When pain is truly unbearable, no amount of information or training can relieve it.
Patients with anxiety and mood disorders had a very high dropout rate. Some 20% of those with anxiety dropped out before graduation and almost 40% of patients with other mood disorders dropped out.
Other factors associated with dropout risk included trouble sleeping due to pain, and substance abuse due to pain. The “high health care utilization patients” included those who believed that either surgery or medications were the best treatment, said Mijatovic.
Kaivalya Deshpande, MD, said the study did a good job in identifying potential barriers to completing such programs.
“These include fear avoidance beliefs, depressive reactions, excessive attention to physical symptoms, use of THC and opioids, and high health care utilization. But these factors will be ubiquitous throughout all participants who may enroll in such programs,” said Desphande, who was not involved with the Cleveland Clinic research.

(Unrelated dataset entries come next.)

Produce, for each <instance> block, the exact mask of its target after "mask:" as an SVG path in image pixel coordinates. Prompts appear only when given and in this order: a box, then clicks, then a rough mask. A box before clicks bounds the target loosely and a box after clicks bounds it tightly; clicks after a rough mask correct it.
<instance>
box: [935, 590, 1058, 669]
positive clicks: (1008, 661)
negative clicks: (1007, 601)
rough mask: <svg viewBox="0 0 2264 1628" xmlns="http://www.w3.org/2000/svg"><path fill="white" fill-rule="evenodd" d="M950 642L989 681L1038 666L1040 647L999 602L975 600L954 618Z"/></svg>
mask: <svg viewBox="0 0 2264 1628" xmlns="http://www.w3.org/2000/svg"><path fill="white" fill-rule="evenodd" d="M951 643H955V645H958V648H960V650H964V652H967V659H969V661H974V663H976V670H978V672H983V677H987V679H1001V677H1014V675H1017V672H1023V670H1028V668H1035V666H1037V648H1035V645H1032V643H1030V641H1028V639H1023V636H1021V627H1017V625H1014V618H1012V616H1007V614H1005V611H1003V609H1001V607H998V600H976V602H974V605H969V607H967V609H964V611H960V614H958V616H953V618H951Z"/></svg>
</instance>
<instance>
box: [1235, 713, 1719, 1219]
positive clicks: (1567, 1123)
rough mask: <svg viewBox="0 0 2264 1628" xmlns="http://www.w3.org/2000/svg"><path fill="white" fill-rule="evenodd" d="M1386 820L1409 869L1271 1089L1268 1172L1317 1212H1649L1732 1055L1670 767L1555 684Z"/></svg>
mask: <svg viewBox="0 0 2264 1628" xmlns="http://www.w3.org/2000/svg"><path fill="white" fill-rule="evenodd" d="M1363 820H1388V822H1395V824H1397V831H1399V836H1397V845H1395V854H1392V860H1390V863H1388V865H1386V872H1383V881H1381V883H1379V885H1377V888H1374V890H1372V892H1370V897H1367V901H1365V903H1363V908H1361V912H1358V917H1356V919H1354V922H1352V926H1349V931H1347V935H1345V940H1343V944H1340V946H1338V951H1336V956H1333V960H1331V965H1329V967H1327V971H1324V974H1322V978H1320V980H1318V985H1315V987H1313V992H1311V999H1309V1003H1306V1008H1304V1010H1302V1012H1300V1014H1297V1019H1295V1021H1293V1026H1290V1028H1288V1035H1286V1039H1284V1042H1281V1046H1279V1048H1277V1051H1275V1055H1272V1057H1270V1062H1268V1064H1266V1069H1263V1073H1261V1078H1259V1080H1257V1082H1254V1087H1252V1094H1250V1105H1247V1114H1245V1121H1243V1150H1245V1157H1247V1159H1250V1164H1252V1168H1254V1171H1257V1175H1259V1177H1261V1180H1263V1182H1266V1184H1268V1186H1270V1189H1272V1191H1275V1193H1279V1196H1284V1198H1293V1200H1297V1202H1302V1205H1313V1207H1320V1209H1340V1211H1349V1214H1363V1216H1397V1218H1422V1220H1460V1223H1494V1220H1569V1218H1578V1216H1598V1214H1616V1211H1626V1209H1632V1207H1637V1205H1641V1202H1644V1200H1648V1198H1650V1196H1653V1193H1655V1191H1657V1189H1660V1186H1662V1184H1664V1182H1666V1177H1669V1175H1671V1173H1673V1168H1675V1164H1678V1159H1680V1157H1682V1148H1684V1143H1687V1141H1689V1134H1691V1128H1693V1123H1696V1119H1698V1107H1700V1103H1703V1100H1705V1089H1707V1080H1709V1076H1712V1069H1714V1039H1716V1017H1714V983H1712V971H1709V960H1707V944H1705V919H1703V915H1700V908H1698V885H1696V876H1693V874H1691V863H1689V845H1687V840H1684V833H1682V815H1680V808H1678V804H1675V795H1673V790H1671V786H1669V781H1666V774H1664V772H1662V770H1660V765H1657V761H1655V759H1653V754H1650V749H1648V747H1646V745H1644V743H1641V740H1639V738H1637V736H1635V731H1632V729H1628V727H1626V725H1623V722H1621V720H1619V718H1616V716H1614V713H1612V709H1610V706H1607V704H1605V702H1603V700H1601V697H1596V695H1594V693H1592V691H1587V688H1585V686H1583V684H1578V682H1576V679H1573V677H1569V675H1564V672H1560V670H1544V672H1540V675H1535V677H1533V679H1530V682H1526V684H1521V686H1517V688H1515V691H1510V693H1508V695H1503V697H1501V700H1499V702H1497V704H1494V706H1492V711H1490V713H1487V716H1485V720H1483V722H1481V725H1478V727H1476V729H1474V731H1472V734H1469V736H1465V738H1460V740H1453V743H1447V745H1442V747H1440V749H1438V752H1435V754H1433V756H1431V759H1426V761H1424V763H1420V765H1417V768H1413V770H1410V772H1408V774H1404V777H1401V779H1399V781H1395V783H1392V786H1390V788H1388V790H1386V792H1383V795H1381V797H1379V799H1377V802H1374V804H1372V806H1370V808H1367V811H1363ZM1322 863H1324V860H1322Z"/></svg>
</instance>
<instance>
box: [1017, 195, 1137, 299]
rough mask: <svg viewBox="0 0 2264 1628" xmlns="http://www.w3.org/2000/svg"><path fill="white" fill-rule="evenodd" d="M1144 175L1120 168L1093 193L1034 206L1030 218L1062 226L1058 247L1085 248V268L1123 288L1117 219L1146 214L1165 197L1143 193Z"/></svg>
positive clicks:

“The underlying goal of interdisciplinary programs is to target individuals with those risk factors and help them to reframe their reaction to pain while decreasing drug dependence,” he added.
Why is being dependent (not addicted) on a drug considered a problem only with opioids, when we are practically forced to become dependent on others, like blood pressure medication or blood thinners, which we are expected to take for the rest of our lives?